The World

One Country, Two Memories

Thousands of people crowd Victoria Park to mark the 25th anniversary of Tiananmen Square protests with a candlelight vigil on June 4, 2014, in Hong Kong.

Photo by Jessica Hromas/Getty Images

Security was predictably tight in Beijing today for the 25th anniversary of the Tiananmen Square crackdown, and there don’t see to have been any serious attempts to commemorate the event in mainland China. Foreign reporters were hassled away from the square, university students have been hustled out of town on a field trip, a prominent Chinese-Australian artist was arrested after making critical comments in the foreign media and making a diorama of the square covered in ground meat, and Google service was disrupted.

The government’s only statement on the anniversary was a vague message from the foreign ministry laden with favorite party catchphrases like “reform and opening up” and “socialism with Chinese characteristics.”

Former NPR correspondent Louisa Lim’s new book The People’s Republic of Amnesia argues that the government has been uncannily effective at erasing the memory of 1989, particularly among those who weren’t born or were children when the event took place.

In the course of her research, she showed “100 students at four top universities in Beijing the iconic photo of a lone Beijinger facing down a line of tanks rolling towards the square, a photo that has been memorialised in the West as “tank man.” Only 15 could correctly identify it. Nineteen students thought it was a photo of a “military parade.”

Most Chinese media outlets seems to be ignoring the event entirely. But the Global Times, a pro-government paper whose English edition is aimed at an international audience, has addressed it in an editorial, arguing that the government has only “shielded relevant information in a bid to wield a positive influence on the smooth development of reform and opening-up.” Contrary to the “mendacious impression” given by anti-Chinese forces in the West, “Chinese society has never forgotten the incident 25 years ago but not talking about it indicates the attitude of society.”

Some of those mendacious forces are clearly just across Victoria Harbor.
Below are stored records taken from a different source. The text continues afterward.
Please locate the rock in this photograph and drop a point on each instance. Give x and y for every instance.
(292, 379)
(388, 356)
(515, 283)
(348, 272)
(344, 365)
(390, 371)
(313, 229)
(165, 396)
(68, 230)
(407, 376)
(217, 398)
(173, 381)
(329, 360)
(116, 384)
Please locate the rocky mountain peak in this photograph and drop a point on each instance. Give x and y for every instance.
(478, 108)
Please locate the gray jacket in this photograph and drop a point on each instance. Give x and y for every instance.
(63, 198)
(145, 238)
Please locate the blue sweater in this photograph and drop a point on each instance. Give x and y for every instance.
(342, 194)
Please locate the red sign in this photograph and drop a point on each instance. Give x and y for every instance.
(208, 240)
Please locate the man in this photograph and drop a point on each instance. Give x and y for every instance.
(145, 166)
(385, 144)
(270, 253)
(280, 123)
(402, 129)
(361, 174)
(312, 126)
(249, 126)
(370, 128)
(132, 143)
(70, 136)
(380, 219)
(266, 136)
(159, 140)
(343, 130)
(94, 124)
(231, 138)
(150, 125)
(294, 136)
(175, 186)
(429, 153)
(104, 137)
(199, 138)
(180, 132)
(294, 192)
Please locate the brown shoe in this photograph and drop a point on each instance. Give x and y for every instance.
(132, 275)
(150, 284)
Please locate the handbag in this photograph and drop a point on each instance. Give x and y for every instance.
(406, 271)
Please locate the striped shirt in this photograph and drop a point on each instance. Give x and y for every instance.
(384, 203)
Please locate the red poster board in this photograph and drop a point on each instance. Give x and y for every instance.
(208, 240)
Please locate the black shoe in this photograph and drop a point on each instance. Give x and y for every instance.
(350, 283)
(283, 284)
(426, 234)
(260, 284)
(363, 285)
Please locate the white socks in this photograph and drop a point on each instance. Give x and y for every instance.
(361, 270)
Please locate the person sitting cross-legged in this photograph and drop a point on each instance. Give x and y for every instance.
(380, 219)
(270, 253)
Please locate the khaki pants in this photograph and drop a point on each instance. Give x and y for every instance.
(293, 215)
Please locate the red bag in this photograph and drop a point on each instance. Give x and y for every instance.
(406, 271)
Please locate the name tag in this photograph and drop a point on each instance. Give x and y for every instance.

In contrast to the tense silence on the mainland, the commemoration of Tiananmen was very much in evidence in Hong Kong, where as many as 150,000 people attended a candlelight vigil today. Hong Kong hosts a permanent museum dedicated to the event, and the Hong Kong-based South China Morning Post has had some of the best coverage of the anniversary including a beautifully put-together multimedia feature based on firsthand accounts of the crackdown. 

Some of those in attendance at today’s vigil were some of the millions of mainlanders who visit Hong Kong each year. Many had traveled to Hong Kong specifically so they could commemorate the event. Others, like one students who spoke with Bloomberg, just happened upon it.

 “We just happened to be traveling here and saw the news about this event, so we decided to check out what the fuss was all about,” said Andy Duan, 25, a student from Beijing. “I honestly don’t know a lot about Tiananmen, except for the little that the older people say in passing.”

Hong Kong is currently undergoing the dual and seemingly contradictory processes of becoming more closely integrated with mainland China while theoretically transitioning toward having a fully elected democratic government.

But China and Hong Kong together aren’t just “one country, two systems”—another favorite slogan—they seem to be one country with two memories, and two very different understandings of recent history.